Since Emily in Paris was widely panned for crass stereotyping (it was also a huge lockdown hit, and Golden Globe-nominated), it’s dialled down the “aghast” American reactions to “scandalous” French behaviour (smoking, affairs et al). Though now there’s a caricatured English love interest (Lucien Laviscount) who barely stops short of doing the Lambeth walk. And, yes, we’re still supposed to sympathise with Emily for sleeping with her friend’s boyfriend (Lucas Bravo). I’m afraid I don’t. Still, it’s hard to remain angry, or indeed awake, as the episodes churn on. With its plaintive cultural asides (Balzac; Jules et Jim), Emily in Paris is merely frothy nonsense that yearns to be more. Be kind.

What else I’m watching

Quentin Blake: The Drawing of My Life
(BBC Two)
A documentary about illustrator Quentin Blake, best known for his Roald Dahl work. Blake, 89, talks about his life, all the while drawing a huge frieze.

Superworm
(BBC One)
A Christmas animation from inimitable Gruffalo-creators Julia Donaldson and Axel Schleffer. Voices are provided by Olivia Colman (narrator) and Matt Smith as Superworm.

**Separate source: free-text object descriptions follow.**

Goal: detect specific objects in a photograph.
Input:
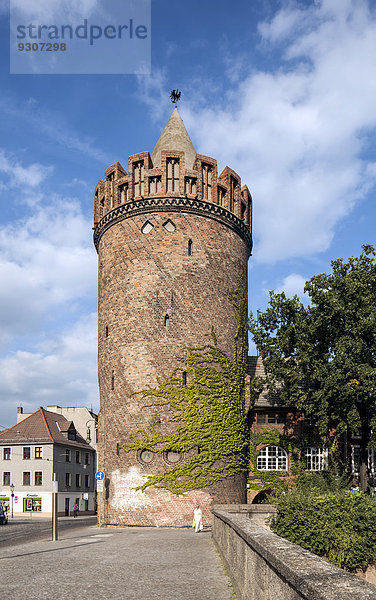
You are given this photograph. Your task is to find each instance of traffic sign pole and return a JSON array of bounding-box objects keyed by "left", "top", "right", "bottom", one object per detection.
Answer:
[{"left": 95, "top": 471, "right": 104, "bottom": 528}]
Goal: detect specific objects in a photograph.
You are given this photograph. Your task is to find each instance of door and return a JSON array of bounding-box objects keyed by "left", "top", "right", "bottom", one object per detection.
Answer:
[{"left": 65, "top": 497, "right": 70, "bottom": 516}]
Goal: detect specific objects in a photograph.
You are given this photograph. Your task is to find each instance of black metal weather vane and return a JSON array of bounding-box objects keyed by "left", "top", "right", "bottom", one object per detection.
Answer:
[{"left": 170, "top": 89, "right": 181, "bottom": 106}]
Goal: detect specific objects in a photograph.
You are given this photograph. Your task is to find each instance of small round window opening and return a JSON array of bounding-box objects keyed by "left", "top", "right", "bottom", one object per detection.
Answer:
[
  {"left": 139, "top": 450, "right": 154, "bottom": 465},
  {"left": 164, "top": 451, "right": 182, "bottom": 465},
  {"left": 164, "top": 314, "right": 170, "bottom": 327}
]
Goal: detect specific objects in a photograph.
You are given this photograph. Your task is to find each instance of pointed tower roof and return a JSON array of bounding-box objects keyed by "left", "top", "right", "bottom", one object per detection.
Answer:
[{"left": 151, "top": 108, "right": 196, "bottom": 169}]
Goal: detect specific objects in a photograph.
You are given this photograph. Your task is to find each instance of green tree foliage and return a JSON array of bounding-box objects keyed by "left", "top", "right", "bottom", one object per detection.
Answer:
[
  {"left": 270, "top": 488, "right": 376, "bottom": 570},
  {"left": 119, "top": 293, "right": 249, "bottom": 494},
  {"left": 250, "top": 245, "right": 376, "bottom": 490}
]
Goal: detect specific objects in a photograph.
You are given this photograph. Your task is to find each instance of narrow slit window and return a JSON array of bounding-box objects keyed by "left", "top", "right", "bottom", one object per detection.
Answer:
[
  {"left": 164, "top": 314, "right": 170, "bottom": 327},
  {"left": 105, "top": 325, "right": 109, "bottom": 338},
  {"left": 188, "top": 239, "right": 192, "bottom": 256},
  {"left": 111, "top": 370, "right": 115, "bottom": 390},
  {"left": 182, "top": 372, "right": 187, "bottom": 386}
]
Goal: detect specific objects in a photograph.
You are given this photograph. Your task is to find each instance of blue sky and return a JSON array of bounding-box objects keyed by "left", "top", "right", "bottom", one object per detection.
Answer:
[{"left": 0, "top": 0, "right": 375, "bottom": 427}]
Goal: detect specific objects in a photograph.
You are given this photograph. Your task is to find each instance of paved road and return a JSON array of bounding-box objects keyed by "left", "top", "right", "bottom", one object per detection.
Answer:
[
  {"left": 0, "top": 515, "right": 97, "bottom": 547},
  {"left": 0, "top": 524, "right": 235, "bottom": 600}
]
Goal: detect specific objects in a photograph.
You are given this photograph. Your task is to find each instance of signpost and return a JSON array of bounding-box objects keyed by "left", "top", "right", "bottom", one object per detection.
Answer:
[
  {"left": 95, "top": 471, "right": 104, "bottom": 528},
  {"left": 52, "top": 473, "right": 58, "bottom": 541}
]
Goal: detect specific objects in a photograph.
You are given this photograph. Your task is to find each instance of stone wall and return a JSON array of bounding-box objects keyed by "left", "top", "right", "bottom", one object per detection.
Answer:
[{"left": 212, "top": 508, "right": 376, "bottom": 600}]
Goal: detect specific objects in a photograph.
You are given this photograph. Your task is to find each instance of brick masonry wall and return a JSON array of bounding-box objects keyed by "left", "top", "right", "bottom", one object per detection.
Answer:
[{"left": 97, "top": 209, "right": 249, "bottom": 526}]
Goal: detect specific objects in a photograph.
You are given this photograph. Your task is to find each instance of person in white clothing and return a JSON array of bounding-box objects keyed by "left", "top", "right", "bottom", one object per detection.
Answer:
[{"left": 193, "top": 504, "right": 203, "bottom": 533}]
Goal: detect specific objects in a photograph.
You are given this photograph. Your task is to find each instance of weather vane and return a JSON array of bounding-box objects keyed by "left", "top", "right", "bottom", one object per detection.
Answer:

John Cooper Clarke and Diane Morgan in We Wish You a Mandy Christmas.
A blast… John Cooper Clarke and Diane Morgan in We Wish You a Mandy Christmas. Photograph: Richard Harrison/BBC

We Wish You a Mandy Christmas
(
BBC Two)
Diane Morgan’s Mandy character’s festive special, spoofing A Christmas Carol, is a 16-minute, gag-rich blast. Visiting ghosts include John Cooper Clarke, who refuses to be translucent: “I don’t go in for all those gimmicks.”